Scott rose from his seat across the room, his brow furrowed over his glasses. "So let me see if I understand you," he said, taking a few strides forward. "In order to reward Kurt for miraculously surviving your attempt to blot him out of existence, you're making this magnanimous offer to untangle the mess you've made of his genes and his mind so he can live happily ever after here with us. And then...what? What do you get out of this?"

For the briefest moment, Azazel stiffened, a dangerous gleam in his eye. Then, just as abruptly, his shoulders loosened and he began to laugh. But it was a chilling sound.

"There is a very old proverb, Mister Summers," he said darkly, his long tail writhing like a snake behind him, "that I think you might appreciate. It goes: Never look a gift horse in the mouth. This is a family affair, little man. My motives are my own."

"Fair enough," Xavier spoke up from his chair. "Far be it for me to argue with you. If anything, I would like to thank you for what you are doing for Kurt. I realize he is your son by blood, but ever since he came here at the age of nineteen we have all regarded him as an important member of our family. You can't blame us for being protective now that he's returned to us."

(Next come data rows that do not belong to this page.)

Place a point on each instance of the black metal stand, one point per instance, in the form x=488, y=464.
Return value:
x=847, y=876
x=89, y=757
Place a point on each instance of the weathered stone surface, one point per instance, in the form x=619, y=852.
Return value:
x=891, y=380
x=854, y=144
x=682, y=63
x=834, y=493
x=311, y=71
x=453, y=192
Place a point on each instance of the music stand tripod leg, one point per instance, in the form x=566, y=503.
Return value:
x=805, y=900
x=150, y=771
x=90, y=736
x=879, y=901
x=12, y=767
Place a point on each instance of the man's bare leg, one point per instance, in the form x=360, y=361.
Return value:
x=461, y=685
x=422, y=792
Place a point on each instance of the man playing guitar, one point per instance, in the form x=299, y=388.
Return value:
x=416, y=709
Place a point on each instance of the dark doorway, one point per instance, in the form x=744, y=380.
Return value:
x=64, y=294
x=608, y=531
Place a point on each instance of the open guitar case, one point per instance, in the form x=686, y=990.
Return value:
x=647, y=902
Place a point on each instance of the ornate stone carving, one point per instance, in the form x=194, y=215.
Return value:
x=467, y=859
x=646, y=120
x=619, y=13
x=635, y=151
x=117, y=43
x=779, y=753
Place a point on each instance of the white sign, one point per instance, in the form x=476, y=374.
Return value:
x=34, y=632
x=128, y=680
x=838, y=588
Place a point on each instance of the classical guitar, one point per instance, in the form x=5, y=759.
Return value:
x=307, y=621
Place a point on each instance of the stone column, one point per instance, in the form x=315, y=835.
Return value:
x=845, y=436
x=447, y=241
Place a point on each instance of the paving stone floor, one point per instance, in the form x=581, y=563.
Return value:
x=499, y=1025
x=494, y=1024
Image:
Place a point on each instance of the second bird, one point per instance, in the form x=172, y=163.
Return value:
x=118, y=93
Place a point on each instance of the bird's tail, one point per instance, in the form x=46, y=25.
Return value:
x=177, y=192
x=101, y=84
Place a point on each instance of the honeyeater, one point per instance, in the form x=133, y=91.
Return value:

Azazel cocked an eyebrow at the elderly Professor; their sharp eyes boring into each other as though a silent power play was taking place. After a long moment, Azazel blinked. Xavier nodded.

"You will have our full cooperation for as long as is needed to rid Kurt of Belasco," he proclaimed, the firmness of his tone taking the gathered X-Men somewhat aback. "These facilities are at your disposal. How can we assist you?"

The demon's thin lips crept into a superior smirk. "Mainly by keeping out of our way," he said with a pointed glare at Scott and Erik. "McCoy can stay, however. His knowledge is limited in this area, but his skills might prove useful nonetheless. As for you," he peered down at the Professor, "I'll need you and Miss Munroe to continue your work in Cerebro. Yes, I know all about it, Charles, don't look so shocked. In fact, I was counting on it."

"Then I was correct to attempt containment," Xavier said, forcing himself to speak civilly, even if it was through clenched teeth. The demon nodded.

"You will have to get Kurt to attack with everything he has," he said. "He must force Belasco to give ground if we're to stand a chance of extracting the implant without causing further damage to Kurt's mind." He held up a clawed finger to forestall Xavier's next question, looking him up and down as though sizing him up.

"As you can guess, the operation is extremely delicate. So delicate, I would only entrust it to the most powerful telepath who has ever lived."

Xavier could feel a flush rising on his face, but before he could respond Azazel continued, his deep voice laced with more than a little smugness. "I will summon her directly once everything is ready. You just concern yourself with making sure Kurt is strong enough to fight Belasco. You may go."

And with a dismissive flick of his spaded tail, Azazel strode back to Kurt's bedside, where Mephisto and Hank were too preoccupied with their scans to take much notice of Xavier's bristling ire.